Now we assign a malfunction type based off of the detection

python assign_malfunction_type.py --occlusion_file=data/results/detected_occlusion.py --output_file=data/results/detected_malfunctions.csv

Malfunction Analysis

Here we create a malfunciton database and analyze the results of the previous three sections.

To create the malfunction database run the follow line:

python create_malfunction_db.py --correlation_dir=data/weather_data/correlation/ --occlusion_detection_file=data/results/detected_malfunctions.csv --output_dir='data/results/

This will create a malfunction_db.csv file that we will use to create the analysis results

We have created four files for analyzing the malfunction results and they are split as follows:

1. We analyze the weather conditions surrounding specific types of malfunctions and detection technologies. python weather_variable_count_type.py --malfunction_file=data/results/malfunction_db.csv --output_dir=data/results/ python weather_variable_count_detector.py --malfunction_file=data/results/malfunction_db.csv --output_dir=data/results This process will output several files:

   malfunction_weather_type_correlation.json and malfunction_weather_detector_correlation.json contains the raw data used to generate the plots.

   malfunction_weather_type_correlation_rate.png and malfunction_weather_detector_correlation_rate.png displays a comparison of the rate that different weather variables cause malfuncitons in NIT devices for different malfunction types

   malfunction_weather_type_correlation_mean.png and malfunction_weather_detector_correlation_mean.png displays the mean and standard deviation of each of the weather variables that influence NIT malfunctions.

2. We analyze the weather conditions surrounding malfunctions in specific camera types. python weather_variable_count_detector.py --malfunction_file=data/results/malfunction_db.csv --output_dir=data/results/

This process will output several files:

malfunction_weather_detector_correlation.json contains the raw data used to generate the plots.

malfunction_weather_detector_correlation_rate.png displays a comparison of the rate that different weather variables cause malfunctions in each NIT device type.

malfunction_weather_detector_correlation_mean.png displays the mean and standard deviation of each of the weather variables that influence NIT malfunctions for each device type.

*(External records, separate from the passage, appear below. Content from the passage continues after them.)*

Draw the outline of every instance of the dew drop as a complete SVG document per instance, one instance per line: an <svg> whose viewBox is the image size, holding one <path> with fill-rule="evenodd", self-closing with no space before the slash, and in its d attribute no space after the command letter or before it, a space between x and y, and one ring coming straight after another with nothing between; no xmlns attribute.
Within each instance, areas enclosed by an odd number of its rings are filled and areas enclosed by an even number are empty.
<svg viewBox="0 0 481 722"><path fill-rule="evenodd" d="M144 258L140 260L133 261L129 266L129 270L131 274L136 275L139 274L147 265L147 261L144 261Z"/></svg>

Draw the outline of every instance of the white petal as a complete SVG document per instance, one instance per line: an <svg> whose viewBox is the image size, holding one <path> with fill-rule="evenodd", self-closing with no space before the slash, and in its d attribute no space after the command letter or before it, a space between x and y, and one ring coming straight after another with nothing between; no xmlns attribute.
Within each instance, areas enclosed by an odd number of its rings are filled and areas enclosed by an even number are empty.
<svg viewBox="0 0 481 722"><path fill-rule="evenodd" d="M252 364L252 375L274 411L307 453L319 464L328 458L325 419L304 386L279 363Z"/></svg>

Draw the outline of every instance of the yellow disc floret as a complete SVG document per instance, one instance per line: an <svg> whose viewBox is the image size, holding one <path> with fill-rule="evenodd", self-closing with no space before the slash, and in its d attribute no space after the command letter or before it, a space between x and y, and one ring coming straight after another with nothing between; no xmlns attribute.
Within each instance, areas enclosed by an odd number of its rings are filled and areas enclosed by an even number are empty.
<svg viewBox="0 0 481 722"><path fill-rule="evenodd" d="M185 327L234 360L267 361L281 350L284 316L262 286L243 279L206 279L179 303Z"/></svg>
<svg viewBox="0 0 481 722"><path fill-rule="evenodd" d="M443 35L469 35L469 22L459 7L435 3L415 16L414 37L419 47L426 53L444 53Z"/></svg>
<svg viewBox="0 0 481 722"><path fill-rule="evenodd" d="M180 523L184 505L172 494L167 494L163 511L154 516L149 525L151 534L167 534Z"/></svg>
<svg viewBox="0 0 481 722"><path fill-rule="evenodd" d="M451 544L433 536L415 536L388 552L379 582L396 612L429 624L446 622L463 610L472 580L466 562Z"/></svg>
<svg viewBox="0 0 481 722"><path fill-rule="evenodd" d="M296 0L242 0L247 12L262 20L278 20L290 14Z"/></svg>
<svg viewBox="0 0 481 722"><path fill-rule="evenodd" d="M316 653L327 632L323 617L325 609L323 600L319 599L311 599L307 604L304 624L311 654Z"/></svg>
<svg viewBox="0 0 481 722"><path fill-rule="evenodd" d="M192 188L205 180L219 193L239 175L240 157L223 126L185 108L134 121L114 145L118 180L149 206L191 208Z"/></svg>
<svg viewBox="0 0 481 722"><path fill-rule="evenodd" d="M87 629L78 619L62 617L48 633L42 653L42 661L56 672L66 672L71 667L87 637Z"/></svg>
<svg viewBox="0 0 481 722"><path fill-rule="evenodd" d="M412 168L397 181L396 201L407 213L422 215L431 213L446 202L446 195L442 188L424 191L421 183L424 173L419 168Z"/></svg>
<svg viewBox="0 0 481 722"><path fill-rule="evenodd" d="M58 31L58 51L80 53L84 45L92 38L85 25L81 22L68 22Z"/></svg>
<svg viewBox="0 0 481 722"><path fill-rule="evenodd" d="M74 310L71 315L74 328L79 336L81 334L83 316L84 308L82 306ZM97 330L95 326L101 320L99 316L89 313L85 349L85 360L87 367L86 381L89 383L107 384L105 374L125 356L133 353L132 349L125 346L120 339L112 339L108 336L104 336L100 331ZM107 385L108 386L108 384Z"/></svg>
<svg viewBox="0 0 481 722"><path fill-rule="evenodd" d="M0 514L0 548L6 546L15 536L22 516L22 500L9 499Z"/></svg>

3. We analyze the number of malfunctions that occur at each location python malfunctions_per_location.py --malfunction_file=data/results/malfunction_db.csv --output_dir=data/results/

This process outputs a CSV file containing the counts of malfunctions of each type that occur at each location

4. We analyze the rate of malfunctions over time for each detection technology

python calc_malfunction_rate.py --malfunction_file=data/results/malfunction_db.csv --output_dir=data/results/

This process outputs a CSV and a plot that describes the number of malfunctions experience per day by different detection technologies.